Herpes zoster frequently occurs along the distribution of a thoracic nerve, resulting in a rash with a unilateral dermatomal distribution across one side of the chest and back that does not cross the midline. A prodrome of pain and paresthesia in the affected sensory nerve may precede the rash by two to three days along with fever, headache and malaise. The rash progresses from macular to vesicular to pustular and finally ulcerates and then crusts after three to five days. Recurrent pain along the course of the affected nerve more than a month after the rash has healed is classified as post-herpetic neuralgia. Affected areas of skin may be at higher risk for cellulitis by superinfection with staphylococci and streptococci.
Although herpes zoster is a clinical diagnosis for the most part, it may be confirmed by direct immunofluorescence assay of fluid from a cutaneous lesion. The important aspect of the physical examination is a thorough skin examination to ensure no herpetic lesions exist outside of the affected dermatome. Immunosuppressed patients (e.g. HIV, chronic steroids, neutropenic) are at risk of disseminated herpes zoster with a significantly increased morbidity and mortality.

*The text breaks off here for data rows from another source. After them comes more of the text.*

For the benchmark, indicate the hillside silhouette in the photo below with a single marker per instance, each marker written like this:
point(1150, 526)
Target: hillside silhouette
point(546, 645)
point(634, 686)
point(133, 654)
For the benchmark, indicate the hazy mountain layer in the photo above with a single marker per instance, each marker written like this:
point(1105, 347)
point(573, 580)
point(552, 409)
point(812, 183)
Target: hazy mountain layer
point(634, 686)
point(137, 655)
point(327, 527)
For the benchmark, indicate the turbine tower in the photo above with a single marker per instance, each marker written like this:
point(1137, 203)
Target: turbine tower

Treatment for herpes zoster begins with antiviral therapy. Oral antiviral medications such as acyclovir, valacyclovir and famciclovir may reduce the severity and duration of herpes zoster-related pain if initiated within seventy-two hours of onset of the rash, while viral replication is still ongoing. Concomitant administration of corticosteroids may further accelerate healing and attenuate pain. Immunosuppressed patients or those with any indications of disseminated herpes zoster should be given strong consideration for intravenous therapy and admission to the hospital.